Enfin, dimanche, dernier jour cette édition, retour au rock, aux guitares qui saturent et à la disto. Avec notamment Cannibale, Le Villejuif Underground, The Murder Capital, Deerhunter, Royal Blood, ou encore les showmen Bring Me The Horizon qui réveillent les quelques endormis qui pouvaient rester, à grands coups de screamo, de grosses guitares et de vidéos mi-colorées mi-flippantes.

Mais c’est aussi (et surtout pour certains) le retour de Foals. Venus défendre leur dernier opus, Yannis et sa clique ne trahissent pas leur promesse de groupe taillé pour le live. L’énergie est communicative, la rage bien présente (« Fuck Brexit ! Fuck Johnson, Fuck Trump, Fuck Bolsonaro, Fuck Putin ! ») et les tubes toujours au rendez-vous. C’est dire s’il ne nous restait que peu de forces pour le closing du festival…

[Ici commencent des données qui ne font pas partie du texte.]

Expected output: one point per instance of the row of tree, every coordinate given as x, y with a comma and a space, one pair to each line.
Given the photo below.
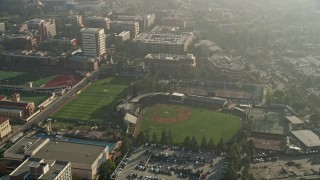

Un closing là aussi très osé puisque les programmateurs auront fait le choix d’Aphex Twin, véritable gourou de l’IDM, de l’EBM (ou autres trucs à trois lettres) qui a mis la tête à l’envers à plus d’un festivalier. Scénographie impressionnante, lumières affolées, et vidéos déstructurées (voir dérangeantes); il y a fort à parier que le Britannique a livré le set le plus dingue de Rock en Seine depuis des années. Entre les visages déformés de Didier Deschamps, Coluche, Alexandre Benalla ou Édith Piaf, on prend une claque visuelle et auditive, qui nous reste, quelques jours après, encore à analyser. Le Britannique, quasi cinquantenaire, réussit la prouesse de ne jamais laisser les spectateurs se reposer, ni musicalement, ni visuellement. Chaque minute est une épreuve. Comme s’il fallait lutter pour apprécier. Et comme si cet effort rendait le résultat encore plus beau. Forcément clivant, forcément déroutant. Mais c’est peut être ça qu’on aime le plus dans la musique.

Avec près de 100.000 festivaliers, cette édition aura donc tenu le pari de se renouveler tout en revenant aux fondamentaux RES. Sous ses airs de machine bien rodée, le festival francilien aura pris quelques jolis risques et tenter de bousculer ses festivaliers. Juste ce qu’il faut pour ne pas les faire fuir. Pari gagné ? C’est avec une toute nouvelle impatience alors qu’on se surprend à attendre les premiers noms de 2020.